How do I read a text file's hidden characters?
I've created a text file from an application that I developed.
When I send the text file to a SYSTEM validation, they (third-party system) say that the file is invalid and that the file contains three characters in the beginning of the file that are not allowed as well special characters are not correct.
They also say I need to use either ISO 8859-1 or PC850.
Well, I'm using Notepad++, and I can't see that at all! What is the best text file reader for these kind of problems?
I also have a Mac and just thought I remembered opening in TextMate ... WOW! Now I know what they are talking about!
How can I have the same in Windows?
Well, I'm using NotePad++ and I can't see that at all! What is the best text file reader for this kind of problems?
The problem is, a ‘good’ text editor should be able to load all text encodings transparently — even stupid broken ones like UTF-8-plus-BOM — which would prevent you from seeing the problem. Sure, a good text editor should save UTF-8 without the bogus-BOM, or at least give you the option to do so, but you won't know to re-save it if you don't see the faux-BOM there.

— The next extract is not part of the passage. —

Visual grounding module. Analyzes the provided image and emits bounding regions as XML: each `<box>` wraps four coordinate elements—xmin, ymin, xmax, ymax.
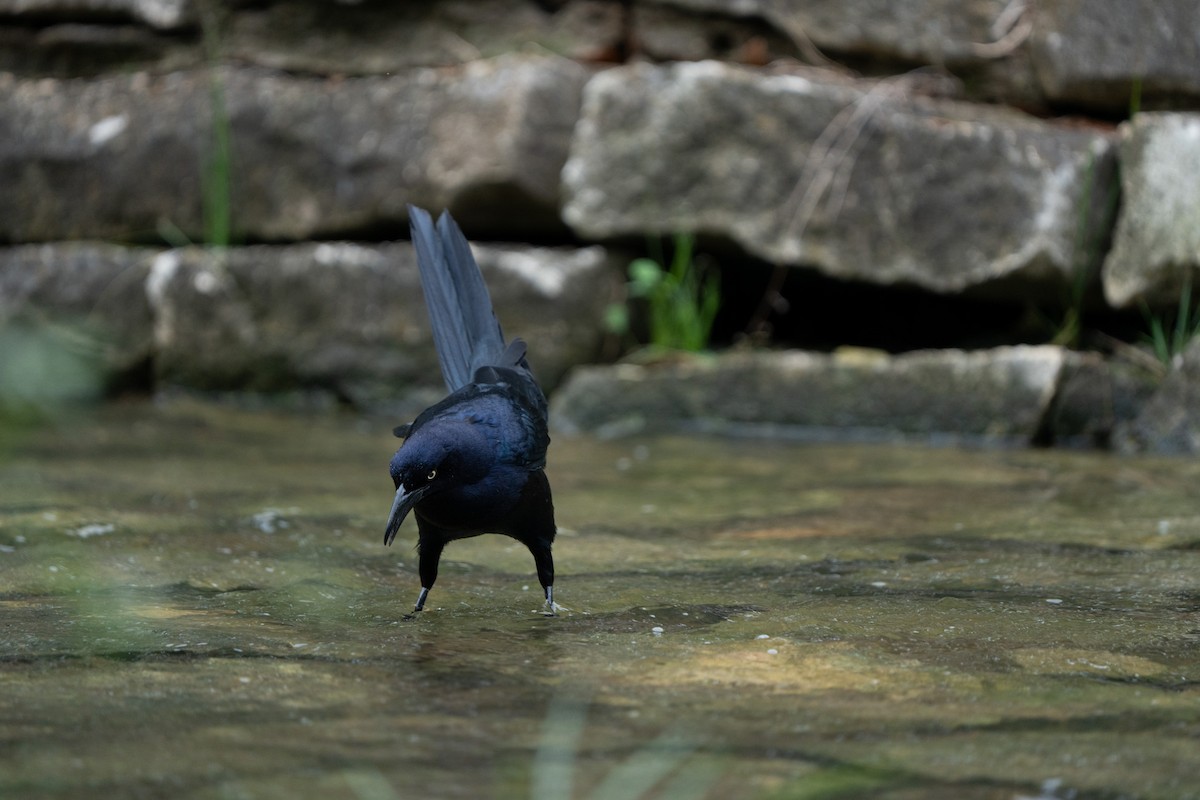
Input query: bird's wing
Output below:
<box><xmin>408</xmin><ymin>205</ymin><xmax>505</xmax><ymax>392</ymax></box>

The reason you see the three high-bytes at the start of the file in TextMate is actually because TextMate has got it wrong and guessed the encoding as Latin-1 instead of UTF-8. This presumably reproduces the behaviour of the service you're sending to which don't know about Unicode, but it's not really a desirable feature in itself. It's also why the æ
s and ø
s haven't come out.
If you want to see every byte in the file explicitly, what you want isn't really a text editor, but a hex editor. There are lots to choose from, eg. xvi32 on Windows.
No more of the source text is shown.